SYNOPSIS:
Pincus Finster is in way over his head: trying to find a way to stall his father’s Parkinson’s, halfheartedly taking up yoga to meet girls, and letting his only friend Dietmar, an aging German illegal alien, get drunk and sleep in the homes they’re supposed to be remodeling. Pincus spends his time stoned and fumbling for some sort of spiritual truth. Drawing from his own life, director and writer David Fenster has cast his family and friends (including his father, Paul Fenster, who has been living with Parkinson’s for 13 years) and woven documentary footage shot in and around his hometown of Miami, Florida into the story, capturing the singular beauty of a city that is so often misrepresented.
DIRECTOR’S STATEMENT:
In late 2010 I was living in my parents’ house for the first time in 14 years. I was helping my mother take care of my father. His mental and physical state were declining quickly as a consequence of the Parkinson’s. I began filming my dad doing everyday activities and interviewing him, not sure what to do with the footage. It was frustrating to see both my parents suffering so much, my father from the disease and my mother from the overwhelming responsibility of being a caretaker. The filming gave me a hiatus from my own emotional turmoil and allowed me to replace negative feelings with curiosity.
While this was going on, I was trying to write a fictional film about a man’s new-age spiritual search.
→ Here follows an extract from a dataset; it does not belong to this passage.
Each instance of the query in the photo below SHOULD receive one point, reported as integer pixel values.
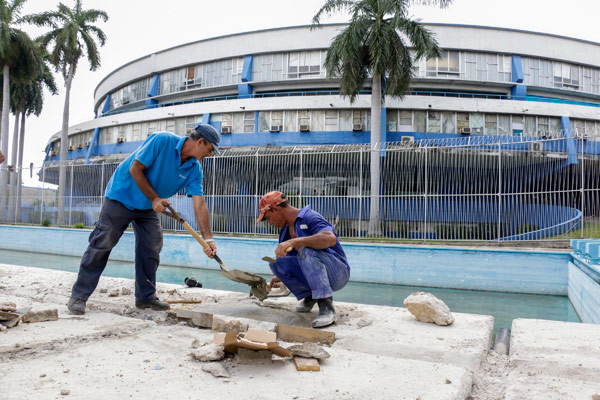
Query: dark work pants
(312, 272)
(112, 222)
Yoga, vision quests and energy crystals seemed silly to me at first but when I started to engage with these practices and the communities surrounding them, I found myself excited by the possibility that there were forces and dimensions beyond my understanding. When I would become particularly skeptical, a close friend would remind me that “maybe this stuff is bullshit, but life is more interesting when you choose to believe that all things are possible.” I wanted to create a film about my powerful desire to see the world as a magical place versus my equally powerful cynicism.
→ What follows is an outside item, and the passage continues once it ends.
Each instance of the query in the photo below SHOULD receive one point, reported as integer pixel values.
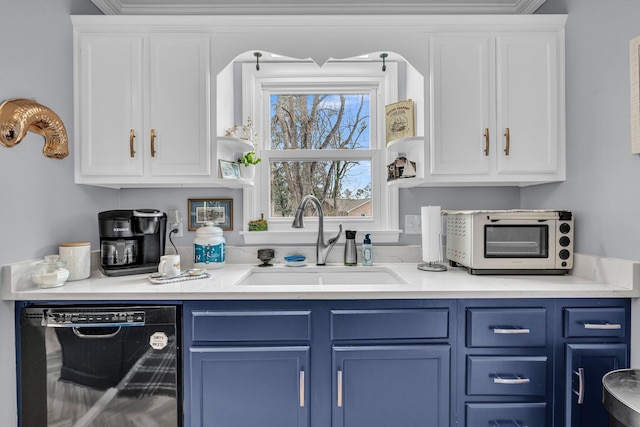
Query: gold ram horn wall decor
(19, 115)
I was having problems with my script and I didn’t know what to do with the recordings I was making at home. At some point I decided that the presence of my father in the fictional world I was writing might be interesting. In the past I have used documentary to explore people who pique my interest (all of my documentaries are portraits) and fiction to explore my psychic landscape and its relationship to the physical landscape. In this film I investigated all of those things at once.